„Толикая трагедия“, разыгравшаяся на полях Европы, активно формировала психологию людей начала XIX века, в частности, приучала их смотреть на себя как на действующих лиц истории, „укрупняла“ их в собственных глазах, приучала к сознанию собственного величия, и это не могло не сказаться на их политическом самосознании в дальнейшем. Показательно, что и Денис Давыдов, желая определить сущность партизанской войны, прибег к сравнению, подчеркивающему эстетическое восприятие „малой войны“: „Сие исполненное поэзии поприще требует романического воображения, страсти к приключениям и не довольствуется сухою, прозаическою храбростию. — Это строфа Байрона!“
[229]Правда, Денис Давыдов, демонстративно отвергавший „античное“ осмысление Отечественной войны (свойственное русскому ампиру, например известным барельефам Ф. Толстого)

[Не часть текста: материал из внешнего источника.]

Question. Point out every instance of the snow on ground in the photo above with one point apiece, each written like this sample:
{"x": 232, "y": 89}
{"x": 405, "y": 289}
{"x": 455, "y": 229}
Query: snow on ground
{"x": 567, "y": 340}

[230], не строил свое личное поведение по римским моделям. Для него образцом сделался не русский дворянин, ведущий себя как Катон или Аристид, а русский дворянин, подражающий в поведении человеку из народа.С этим можно сопоставить предложение К. Рылеева, выходя 14 декабря на площадь, надеть „русский кафтан“. Как и позднее у славянофилов, здесь был значим сам факт перевоплощения, поскольку Рылеев, конечно, не рассчитывал, что его в таком костюме могут посчитать человеком из народа. Не случайно Николай Бестужев назвал этот план „маскарадом“
[231].Эстетическая игровая сущность такого поведения заключалась в том, что, становясь Катоном, Брутом, Пожарским, Демоном или Мельмотом и ведя себя в соответствии с этой принятой на себя ролью, русский дворянин не переставал одновременно быть именно русским дворянином своей эпохи. Эта двойственность поведения, столь свойственная целому поколению и ярко проявившаяся, например, в поведении декабриста Якубовича, вызвала немало нареканий, далеко не всегда справедливых, со стороны людей эпохи Н. Добролюбова и Базарова.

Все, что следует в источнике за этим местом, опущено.